A combination of four factors was sufficient to lead Officer Wade reasonably to believe that a narcotics offense was being committed by appellant. First, the place was “an area in which the police know that narcotics offenses frequently occur.” United States v. Davis, 147 U.S.App.D.C. 400, 458 F.2d 819 (March 16, 1972). Officer Wade testified that he had observed numerous suspected narcotics transactions there, and in fact had seen known addicts[*951] abandon a number of capsules at the same corner on the previous night. Second, appellant’s eyes were glassy, indicating to a person with the officer’s experience that he was an addict who had possessed narcotics in the recent past. Third, appellant’s conduct with respect to the telephone booth was unusual, and raised the possibility that he was using the booth to traffic in narcotics or to shield himself while injecting narcotics.

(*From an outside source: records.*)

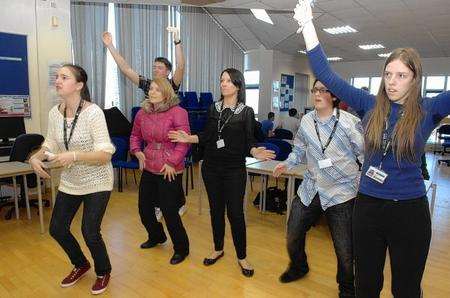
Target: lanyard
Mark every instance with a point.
(220, 127)
(67, 141)
(387, 137)
(331, 135)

Fourth, and most important, the envelope protruding from appellant’s shirt pocket was of the exact type in which Officer Wade had previously found narcotics.

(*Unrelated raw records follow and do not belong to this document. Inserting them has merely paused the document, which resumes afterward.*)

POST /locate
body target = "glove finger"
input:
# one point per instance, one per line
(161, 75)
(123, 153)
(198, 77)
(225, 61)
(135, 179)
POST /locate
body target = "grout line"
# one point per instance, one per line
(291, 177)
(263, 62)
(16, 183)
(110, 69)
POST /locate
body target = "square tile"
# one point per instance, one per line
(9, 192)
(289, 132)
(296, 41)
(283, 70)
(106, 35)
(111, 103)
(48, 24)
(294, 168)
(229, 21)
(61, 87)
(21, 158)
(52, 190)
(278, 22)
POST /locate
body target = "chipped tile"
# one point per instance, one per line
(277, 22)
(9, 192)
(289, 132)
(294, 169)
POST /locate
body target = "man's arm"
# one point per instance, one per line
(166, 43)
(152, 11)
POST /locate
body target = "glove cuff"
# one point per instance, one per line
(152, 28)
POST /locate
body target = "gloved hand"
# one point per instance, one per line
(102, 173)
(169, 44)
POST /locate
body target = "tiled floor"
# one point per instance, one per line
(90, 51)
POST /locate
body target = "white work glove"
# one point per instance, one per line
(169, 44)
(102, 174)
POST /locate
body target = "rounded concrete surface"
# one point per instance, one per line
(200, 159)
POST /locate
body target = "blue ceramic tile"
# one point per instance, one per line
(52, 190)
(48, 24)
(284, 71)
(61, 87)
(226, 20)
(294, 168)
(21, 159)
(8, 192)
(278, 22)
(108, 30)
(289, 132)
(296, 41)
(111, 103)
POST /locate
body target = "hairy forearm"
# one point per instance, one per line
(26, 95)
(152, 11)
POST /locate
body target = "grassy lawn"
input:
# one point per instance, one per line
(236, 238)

Standing alone, any one of these four factors would likely be insufficient to justify an arrest. Together, however, they raised a reasonable probability, if not a certainty, that appellant had contraband narcotics in his possession. Probable cause requires no more. See Beck v. Ohio, 379 U.S. 89, 91, 85 S.Ct. 223, 13 L.Ed.2d 142 (1964).

Affirmed.

1

. On the previous night Officer Wade had approached a group of known addicts on the same corner, and, when they fled, recovered a similar cream-colored envelope containing over twenty-five capsules.